Cuando Mason y Dixon llegaron con el reloj Ellicott, las muchachas supieron que era un compañero de viaje de los ingleses. Más adelante, cuando Dixon regresó con un reloj distinto, el del señor Shelton, nadie reparó en él excepto Greet.

—Ten cuidado, por favor —le susurra Greet en un aparte—. Creen que Charles y tú tenéis algo que ver con la longitud. Después de que os marcharais, llegaron a creer que el reloj de la Royal Society, el que teníais con vosotros, era capaz de señalar sin error el tiempo en el mar, un secreto de Estado británico. Aquí nos creemos enseguida cualquier cosa. La Compañía de las Indias Orientales está a punto de regalar dos relojes fabulosos, de oro, con brillantes incrustados, minúsculos pajaritos mecánicos y cosas por el estilo, al emperador de China. Sería mucho más juicioso que ocultaras este reloj y fingieras que has vuelto por… alguna otra razón.

—El tránsito ha pasado, chica, y lo único que queda por hacer es observar el funcionamiento del reloj y…, eh…, vaya, Greet, sólo de pensarlo…

—Todo el mundo sabe que estoy aquí contigo. —Toma ambos lados del corpiño y lo abre con brusquedad. Aparecen unos senos juveniles, de un rosa pálido—. ¿Acabas de hacer esto? ¿Llamo y digo que lo has hecho? ¿O ha sido una separación espontánea de las costuras, como puede ocurrirle a cualquier corpiño?

—Lo has hecho tú, chiquilla.

—Eso no lo creerán.

—Tal vez digan que no lo creen, pero te conocen.

—Muchas trabas pones a mi amor, brutal inglés. —Aprieta unos pocos cierres ocultos y el corpiño vuelve a ajustarse—. El señor Mason nunca fue tan frío.

—Mason es afectuoso por naturaleza.

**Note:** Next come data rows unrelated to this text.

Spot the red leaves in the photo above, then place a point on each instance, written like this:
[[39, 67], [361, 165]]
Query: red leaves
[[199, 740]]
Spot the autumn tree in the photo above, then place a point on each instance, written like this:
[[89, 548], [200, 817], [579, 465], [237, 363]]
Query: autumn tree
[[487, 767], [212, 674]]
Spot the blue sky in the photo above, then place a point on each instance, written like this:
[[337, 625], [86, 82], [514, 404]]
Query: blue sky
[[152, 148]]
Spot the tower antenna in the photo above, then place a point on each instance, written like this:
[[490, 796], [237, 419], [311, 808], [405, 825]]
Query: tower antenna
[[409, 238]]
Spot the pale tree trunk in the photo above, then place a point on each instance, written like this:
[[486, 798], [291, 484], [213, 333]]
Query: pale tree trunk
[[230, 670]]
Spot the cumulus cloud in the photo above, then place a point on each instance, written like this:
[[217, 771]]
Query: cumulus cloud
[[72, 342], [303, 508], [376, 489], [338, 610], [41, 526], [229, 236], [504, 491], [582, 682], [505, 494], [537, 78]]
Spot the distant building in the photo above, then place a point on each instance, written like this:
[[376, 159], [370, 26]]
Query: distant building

No parece distinguir un extremo de una mujer de otro, y no obstante eso es en lo único que piensa cuando tiene un momento para pensar. Así pues, ¿vas a denunciarme en el Castillo de la Compañía?

—Ten cuidado.

Sin embargo, en el Castillo se enfrentan a un dilema. Se ha desatado una sorprendente oleada de entusiasmo hacia los relojes de dos manecillas, que ahora empiezan a difundirse entre los holandeses, tanto aquí como en Holanda. Pronto, durante un interrogatorio, alguien deseará anotar la hora precisa en que se formula cada pregunta o se lleva a cabo cada acción, algo que es posible gracias al reloj de dos manecillas, y no porque nadie vaya a revisar jamás las actas, sino tal vez para intimidar al sujeto con el instrumento mecánico más avanzado de su tiempo, ciertamente porque ahora ya se puede determinar el minuto exacto y existe la posibilidad de dejar constancia de los minutos en las actas. Así pues, todo reloj nuevo en la vecindad es candidato al honor.

Pero por fin les ha llegado la noticia de la relación que une a Dixon con el jesuita Christopher Le Maire. Y suponen, sin reflexionar, que el jesuita debe de pertenecer a alguna rama de los Le Maire holandeses, entre los cuales se contó el célebre Jacobo, navegante y explorador de los mares meridionales, e Isaac, el director de la Compañía de las Indias Orientales y especulador, quien cargaba con la mala fama de haber introducido en el mercado de valores holandés la práctica de comerciar con acciones que en realidad no se poseen. Y el padre Le Maire enseña actualmente en Flandes, ¿no es cierto? En consecuencia, ponen en el expediente de Dixon un distintivo amarillo, que significa: «Precaución: puede tener relaciones peligrosas», y le permiten moverse como siempre por El Cabo, correr tras cualquier viento de placer sensorial, mientras los feligreses andan de jarana, los esclavos conspiran por su libertad y los funcionarios huyen del Castillo y emigran al campo.